EDIT I have tried using a parallel block:
parallel:
for i in 0 .. < cores:
if i < cores - 1:
var slice = content[((i * size) div cores) .. < (((i + 1) * size) div cores)]
spawn mysort(slice)
else:
var slice = content[((i * size) div cores) .. < size]
spawn mysort(slice)
This does compile, but running it on 4 cores takes 4 times the time it takes running it single-threaded. I guess this is due to some implicit locking that Nim is putting somewhere, but I have no clue where to look
This does compile, but running it on 4 cores takes 4 times the time it takes running it single-threaded
This is strange. Try to run it with a profiler please.
proc pass(data: var Blob, shift: int) =
var buckets: seq[seq[Chunk]] = newSeq[seq[Chunk]](256)
for i in 0 .. < 256:
buckets[i] = @[]
for d in data:
let b = nthByte(d, shift).int
buckets[b].add(copy(d))
var count = 0
for bucket in buckets:
for d in bucket:
data[count] = d
free(d)
count += 1
proc radix*(data: var Blob) =
for i in countdown(chunkSize(data) - 1, 0):
pass(data, i)
I have made a few modifications since when I posted first - in particular the intermediate structures that I use during the sort (buckets) are not sequences instead of blobs. This has improved the multithreaded running time, so it now takes 20 seconds with one core and 34 seconds with four cores.
Still, I expected a 4x speedup, since what I am doing is embarassingly parallel (at least the first step of sorting the four slices independently - I still have to merge them together).
Does Nim code use some locking when running code in a parallel block?

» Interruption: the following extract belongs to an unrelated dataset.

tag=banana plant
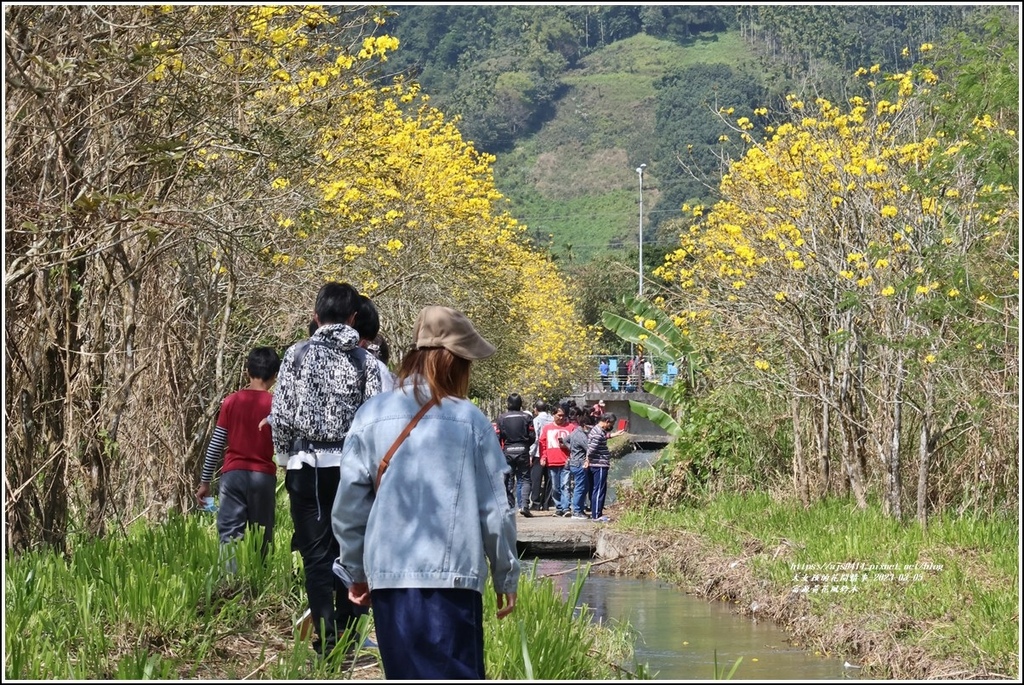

I am not sure how to run Nim programs through a profiler, any hint?
I have tried reducing this to the bare minimum, but it is quite long for a forum, and it links to the Intel performance primitives, so I am not sure how to share it.
But in short, what it does is
I would expect each thread to take about 1/4 of the total time, but unexpectedly there is an improvement of only about 20%. What I would like to understand is whether the parallel/spawn mechanism of Nim in fact performs some form of locking that I do not see in my client code. Do you have any ideas how to go about this?